A broad dollar selloff followed July’s worse-than-expected 131,000 decrease as it almost doubled analysts’ forecasts for a 63,000 decline in employment. Even when the U.S. outperformed expectations in August and recorded a 54,000 drop – almost half the expected decline – the dollar was unable to gain ground. As for the latest release, all we saw were wild swings in immediate response to September’s horrible drop of 95,000, way below the 1,000 uptick most were hoping to see.
Clearly, the employment situation hasn’t been picking up. The persistent monthly declines in employment have been bugging the U.S. like an itch it can’t ever seem to scratch… Or like the swarm of flies that’s been following Cyclopip around. That’s your cue to shower, bro!
For October, the employment situation is expected to be slightly better than in the previous month. In fact, the non-farm payrolls figure is projected to land back in the positive territory, printing a 65,000 increase in hiring. That’s quite a leap, considering how the payrolls figure has been stuck in the red for the past four months. Despite the estimated uptick in hiring, the unemployment rate is still expected to stay at 9.6%.
Supporting the forecast for October is the ADP non-farm employment change report, which is also expected to show an increase in private sector hiring for the month. Private payrolls are slated to climb by roughly 21,000 after the 39,000 increase in joblessness in September. Government hiring, on the other hand, is expected to post another decline in October as state and local governments had to lay off some of their workers to cope with tighter budgets.
As usual, we can probably expect some wild action in the markets after the release of the NFP report.

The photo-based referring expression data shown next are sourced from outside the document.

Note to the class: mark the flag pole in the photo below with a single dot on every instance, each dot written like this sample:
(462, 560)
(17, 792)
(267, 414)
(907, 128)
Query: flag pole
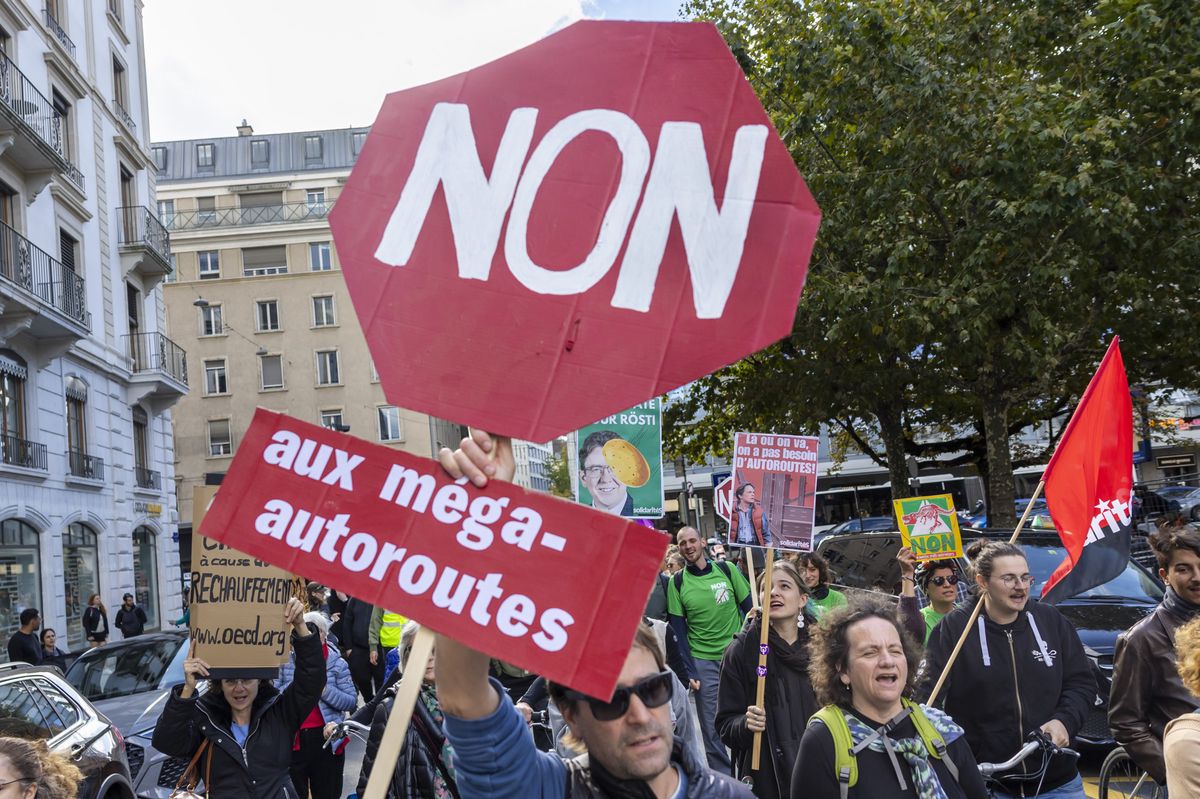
(975, 614)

Employment is a key driver of consumer spending, so everybody pays attention to developments in this area. Unfortunately, recent income and spending growth figures haven’t exactly eased concerns about the job market. Both income and spending growth failed to hit their targets last month, as spending rose by just 0.2% while incomes actually fell by 0.1%.
As my buddy Pip Diddy pointed out in his roundup yesterday, one reason why incomes fell was because many people saw their unemployment benefits checks stop coming in. If this week’s NFP report shows a worse-than-expected figure, it could signal future weakness in consumer spending. In turn, this might make traders even more bearish for the dollar.
In this old man’s humble opinion, even if the Fed decides to just sit on its hands today or implements “QE lite” instead of “QE2,” traders will probably look at the upcoming NFP could as a determining factor of the Fed’s future moves.